LC_ALL=C gawk 'BEGIN { printf "%2c\n", "ú" }' | Ã
LC_ALL=C.UTF-8 gawk 'BEGIN { printf "%2s\n", "ú" }' | ú
LC_ALL=C gawk 'BEGIN { printf "%2s\n", "ú" }' |ú
LC_ALL=C.UTF-8 gawk -b 'BEGIN { printf "%2c\n", "ú" }' | Ã
LC_ALL=C gawk -b 'BEGIN { printf "%2c\n", "ú" }' | Ã
LC_ALL=C.UTF-8 gawk -b 'BEGIN { printf "%2s\n", "ú" }' |ú
LC_ALL=C gawk -b 'BEGIN { printf "%2s\n", "ú" }' |ú
Both gawk versions output the same. Options -c and -P never alter this.
gawk -b and mawk output the same (lack of multi-byte support).
Java 7's printf (Formatter) outputs the correct " ú" with %2c and %2s.
The "ú" character is Unicode U+00FA: LATIN SMALL LETTER U WITH ACUTE.
In UTF-8 it is encoded with 2 bytes: 0xC3BA.
When multi-byte support is not available, the gibberish result is "Ã".
Because only the fist byte C3 is used, and BA is discarded.
The "Ã" character is Unicode U+00C3: LATIN CAPITAL LETTER A WITH TILDE.

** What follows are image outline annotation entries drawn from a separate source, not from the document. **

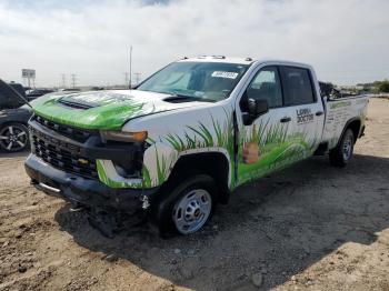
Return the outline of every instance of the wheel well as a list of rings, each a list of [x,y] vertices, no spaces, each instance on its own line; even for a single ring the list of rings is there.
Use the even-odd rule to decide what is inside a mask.
[[[229,199],[228,175],[229,162],[221,152],[203,152],[182,155],[176,162],[168,183],[177,183],[186,178],[205,173],[212,177],[217,183],[217,199],[220,203],[227,203]]]
[[[353,138],[355,138],[353,142],[356,142],[357,139],[359,138],[360,126],[361,126],[361,122],[360,122],[360,120],[357,119],[357,120],[351,121],[347,127],[347,129],[352,130]]]

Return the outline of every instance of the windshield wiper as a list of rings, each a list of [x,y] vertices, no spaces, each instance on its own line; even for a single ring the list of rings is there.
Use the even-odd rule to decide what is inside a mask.
[[[193,96],[182,96],[182,94],[171,94],[171,97],[164,98],[163,101],[179,103],[179,102],[216,102],[213,99],[202,98],[202,97],[193,97]]]

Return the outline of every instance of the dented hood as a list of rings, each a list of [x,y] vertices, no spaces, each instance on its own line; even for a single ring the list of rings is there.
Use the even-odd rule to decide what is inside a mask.
[[[31,102],[36,114],[48,120],[83,129],[119,130],[128,120],[202,102],[171,103],[168,94],[116,90],[48,94]]]

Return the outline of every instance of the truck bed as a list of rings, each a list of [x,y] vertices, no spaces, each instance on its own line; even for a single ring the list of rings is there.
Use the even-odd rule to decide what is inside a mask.
[[[368,96],[346,97],[325,101],[327,116],[322,141],[328,142],[329,150],[338,144],[347,122],[358,118],[361,122],[365,122],[368,102]],[[361,128],[363,128],[363,124],[361,124]]]

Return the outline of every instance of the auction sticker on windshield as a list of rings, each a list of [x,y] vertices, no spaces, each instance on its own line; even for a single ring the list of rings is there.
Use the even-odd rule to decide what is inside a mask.
[[[223,72],[223,71],[215,71],[211,74],[216,78],[228,78],[228,79],[237,79],[238,73],[237,72]]]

I have not found related tests in test/print* and test/mb* .
The problem I see is in the first command with %c, where I expected:
LC_ALL=C.UTF-8 gawk 'BEGIN { printf "%2c\n", "ú" }' | ú
Which would be consistent with the padding behaviour of gawk's printf
%2s, length() and other functions which count chars and not bytes when
the user locale is UTF-8, and also with the man page:
%c A single character. If the argument used for %c is numeric, it
is treated as a character and printed. Otherwise, the argument
is assumed to be a string, and the only first character of that
string is printed.
I think this is the latest POSIX spec, which also talks about characters:
http://pubs.opengroup.org/onlinepubs/9699919799/utilities/awk.html
7. For the c conversion specifier character: [...] If the
argument does not have a numeric value, the first character of
the string value shall output; if the string does not contain
any characters, the behavior is undefined.

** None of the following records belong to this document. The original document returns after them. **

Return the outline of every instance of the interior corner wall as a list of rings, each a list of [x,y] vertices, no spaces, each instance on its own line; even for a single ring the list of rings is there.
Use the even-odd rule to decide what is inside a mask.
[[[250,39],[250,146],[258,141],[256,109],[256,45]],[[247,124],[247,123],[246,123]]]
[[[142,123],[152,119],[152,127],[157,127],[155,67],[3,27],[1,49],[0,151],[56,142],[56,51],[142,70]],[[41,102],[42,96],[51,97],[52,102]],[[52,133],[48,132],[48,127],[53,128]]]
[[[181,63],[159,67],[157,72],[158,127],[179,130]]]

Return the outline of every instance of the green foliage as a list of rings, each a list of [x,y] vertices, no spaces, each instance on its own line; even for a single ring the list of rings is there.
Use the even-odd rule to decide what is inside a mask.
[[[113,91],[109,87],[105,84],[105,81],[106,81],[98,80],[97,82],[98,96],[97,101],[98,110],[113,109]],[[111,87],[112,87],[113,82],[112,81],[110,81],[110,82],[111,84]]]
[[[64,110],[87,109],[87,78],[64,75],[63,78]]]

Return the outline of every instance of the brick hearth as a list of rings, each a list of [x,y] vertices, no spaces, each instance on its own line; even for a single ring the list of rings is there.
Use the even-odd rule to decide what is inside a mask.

Now, both the padding and the content (gibberish in one case) changes
when the user locale changes. As a workaround, printf "%2s\n",
substr("último", 1, 1) cuts the first char of a longer multi-byte
encoded string.
If this is due to POSIX compliance, maybe the current behaviour could be
left in -c or -P modes and by default make both %c and %s print padded
characters for UTF-8 and other multi-byte locales.
Thanks and regards.